HSBC profits rise less than expected
HSBC, Europe’s biggest bank, said full-year net income rose 1.9pc as bad-debt impairments rose and profit in Asia fell.
Earnings increased to $5.83bn from $5.73bn a year earlier, the lender said today in a statement.
Loan impairment charges and other credit risk provisions rose to $26.5bn in 2009 compared with $24.9bn the previous year, the company said.
Pretax profit in Hong Kong declined to $5.03bn from $5.46bn, and fell 11pc in the rest of Asia-Pacific to $4.2bn.
“Huge challenges and risks remain for all of us,” said Chairman Stephen Green in the statement.
The bank plans to trade its shares in Shanghai and moved Chief Executive Officer Michael Geoghegan to Hong Kong from London last month to sharpen its focus on Asia.
HSBC halted consumer finance loans in the US after racking up provisions of at least $70bn in the past four years following its acquisition of US subprime lender Household International Inc.

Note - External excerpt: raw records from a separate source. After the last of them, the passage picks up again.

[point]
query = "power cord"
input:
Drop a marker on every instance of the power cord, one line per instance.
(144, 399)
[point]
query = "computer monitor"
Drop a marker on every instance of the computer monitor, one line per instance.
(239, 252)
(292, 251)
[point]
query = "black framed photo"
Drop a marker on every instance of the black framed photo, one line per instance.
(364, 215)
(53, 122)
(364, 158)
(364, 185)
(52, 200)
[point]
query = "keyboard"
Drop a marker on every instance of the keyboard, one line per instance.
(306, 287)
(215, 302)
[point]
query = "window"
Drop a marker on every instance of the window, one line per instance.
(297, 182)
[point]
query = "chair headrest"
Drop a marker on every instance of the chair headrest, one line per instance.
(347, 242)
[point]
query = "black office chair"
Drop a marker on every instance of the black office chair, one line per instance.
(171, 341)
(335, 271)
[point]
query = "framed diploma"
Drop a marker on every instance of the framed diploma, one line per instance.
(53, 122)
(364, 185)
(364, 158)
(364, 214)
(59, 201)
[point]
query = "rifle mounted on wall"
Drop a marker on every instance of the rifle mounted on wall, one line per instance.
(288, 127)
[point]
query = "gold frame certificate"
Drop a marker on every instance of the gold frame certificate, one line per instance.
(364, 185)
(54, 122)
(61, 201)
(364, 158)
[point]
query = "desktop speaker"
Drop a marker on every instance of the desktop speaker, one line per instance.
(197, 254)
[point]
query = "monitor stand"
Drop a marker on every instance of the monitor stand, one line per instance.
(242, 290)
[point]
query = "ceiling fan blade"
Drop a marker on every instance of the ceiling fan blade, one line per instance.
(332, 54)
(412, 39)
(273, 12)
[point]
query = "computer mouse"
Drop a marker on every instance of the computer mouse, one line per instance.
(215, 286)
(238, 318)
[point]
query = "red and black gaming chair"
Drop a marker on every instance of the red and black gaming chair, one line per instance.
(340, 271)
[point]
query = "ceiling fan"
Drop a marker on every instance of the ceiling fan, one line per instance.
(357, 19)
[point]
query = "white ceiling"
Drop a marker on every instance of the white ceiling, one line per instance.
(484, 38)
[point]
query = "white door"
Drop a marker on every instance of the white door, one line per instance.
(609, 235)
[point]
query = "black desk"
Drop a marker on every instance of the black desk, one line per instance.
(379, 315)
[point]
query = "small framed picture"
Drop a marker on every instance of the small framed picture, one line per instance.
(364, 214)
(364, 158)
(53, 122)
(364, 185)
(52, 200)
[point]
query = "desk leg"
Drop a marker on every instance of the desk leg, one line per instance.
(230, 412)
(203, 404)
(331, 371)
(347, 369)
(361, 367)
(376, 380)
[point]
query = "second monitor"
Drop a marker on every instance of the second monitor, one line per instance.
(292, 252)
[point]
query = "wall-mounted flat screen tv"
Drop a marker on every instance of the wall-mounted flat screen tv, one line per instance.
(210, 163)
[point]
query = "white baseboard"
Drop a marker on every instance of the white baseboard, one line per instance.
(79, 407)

“There were a lot of people who were pushing the stock up as a top stock for this year,” said Simon Maughan, an analyst at MF Global Securities Ltd, who has a “neutral” recommendation on the bank. “The environment isn’t there to develop these earnings.”
Bonus to charity
HSBC fell 2.93pc to 698.5 pence as of 8:47am in London, the biggest decline in the FTSE 350 Index of five UK banks.
Geoghegan plans to give as much as £4m of his bonus to children’s charities, according to a separate emailed statement.
Pretax profit at the investment banking unit more than tripled to $10.5bn from $3bn. It was the only one of HSBC’s divisions to report a gain in profit.
The bank’s North American unit posted a loss of $7.74bn from a loss of $15.53bn, the bank said.